Whenever possible, skipper MS Dhoni has tried not to come for the post-match press conferences. On more than one occasion he sent in man-of-the-match Yuvraj Singh and the last the Indian captain was seen taking questions at the end of a game was against South Africa. He walked in at Mohali, exuding his usual charm but more confidence. It was important that he did come, just like it was after the loss at Nagpur. That day in defeat, the many voices rising needed to be soothed. After beating Pakistan, it was necessary that those same voices didn’t get ahead of themselves, or atleast didn’t project that the team was getting ahead of itself. That their feet were firmly planted in the ground needed to be underlined and there isn’t a calmer person in this dressing room than the man who leads them.
It has reflected in the past as well, but none more so in this tournament. From the very outset it was clear that onus was more on getting to the knock-outs in whatever manner and then doing well in three matches therein. It was a risqué strategy - one that could have backfired - such has been the nature of this tournament and Group B especially. And it needed answers, especially ones pertaining to why a certain spinner was in the side and another wasn’t, or why two fast bowlers were in the mix and a third not considered after the first match. Even the batting – usually composed – wobbled at times and brought about some uncomfortable queries.

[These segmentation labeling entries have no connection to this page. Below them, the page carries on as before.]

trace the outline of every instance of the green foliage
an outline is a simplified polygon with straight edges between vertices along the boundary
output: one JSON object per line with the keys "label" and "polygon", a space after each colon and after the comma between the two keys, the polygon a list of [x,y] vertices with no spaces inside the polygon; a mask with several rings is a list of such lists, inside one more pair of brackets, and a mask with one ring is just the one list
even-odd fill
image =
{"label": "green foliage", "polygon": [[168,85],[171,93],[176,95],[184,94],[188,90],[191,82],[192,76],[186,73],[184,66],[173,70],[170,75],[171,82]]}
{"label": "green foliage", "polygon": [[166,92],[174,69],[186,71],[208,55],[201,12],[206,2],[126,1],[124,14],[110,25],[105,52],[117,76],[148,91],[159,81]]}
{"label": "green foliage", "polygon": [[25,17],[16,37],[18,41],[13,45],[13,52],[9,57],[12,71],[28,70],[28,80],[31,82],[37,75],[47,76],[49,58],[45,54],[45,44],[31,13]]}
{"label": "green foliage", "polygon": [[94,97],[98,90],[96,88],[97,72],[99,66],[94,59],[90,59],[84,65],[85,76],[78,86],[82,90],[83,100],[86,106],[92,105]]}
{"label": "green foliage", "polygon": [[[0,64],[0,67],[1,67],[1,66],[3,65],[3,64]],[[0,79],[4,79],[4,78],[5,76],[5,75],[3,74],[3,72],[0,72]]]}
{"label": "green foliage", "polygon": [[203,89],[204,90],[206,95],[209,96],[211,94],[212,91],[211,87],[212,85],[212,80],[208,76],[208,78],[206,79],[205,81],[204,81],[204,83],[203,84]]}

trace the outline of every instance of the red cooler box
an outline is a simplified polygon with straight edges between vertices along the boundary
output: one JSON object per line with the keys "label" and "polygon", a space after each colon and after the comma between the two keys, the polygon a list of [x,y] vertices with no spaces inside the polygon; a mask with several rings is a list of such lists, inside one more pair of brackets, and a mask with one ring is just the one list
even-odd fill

They were answered, all of them, in the press conferences and on the field. The latter part was always more important. And despite a little huffing, puffing in the group stages, there is only one match remaining in the knock-out phase and India are alive still. At Mohali, one of those inane puzzles reared its head again. Ashish Nehra came in for R Ashwin and surprised many, including the Pakistan team as Shahid Afridi claimed. In response, Dhoni admitted to reading the pitch wrong. Not many captains would do that when you have beaten your arch rivals in a World Cup semi-final. But then again, Nehra taking two wickets for just 30-odd runs in ten overs made sure that not many questions were asked in the first place.
The underlying point is, well, the unruffled face of Dhoni. His look didn’t change when India were in trouble as Wahab Riaz ripped out the middle order. It remained the same when Suresh Raina took the score to 260, only nearly competitive. It didn’t fluster when the opposition made a good start and it remained ever more the same when they collapsed, expectedly under pressure, a lot of which he helped create with his aggressive field settings. We have seen that same look all through these years – when the cricket is miserable or when he is selling something on TV. When they tied with England at Bangalore and when Nehra was plonked for a last over six at Nagpur, his grasp of the situation didn’t change. And it didn’t change in an unreal game, watched by billions the world over.
You don’t have to hope that Dhoni will be calm on Saturday. It is us who need to be so the two days in between March 30 and April 2, and depending on the result, perhaps also later!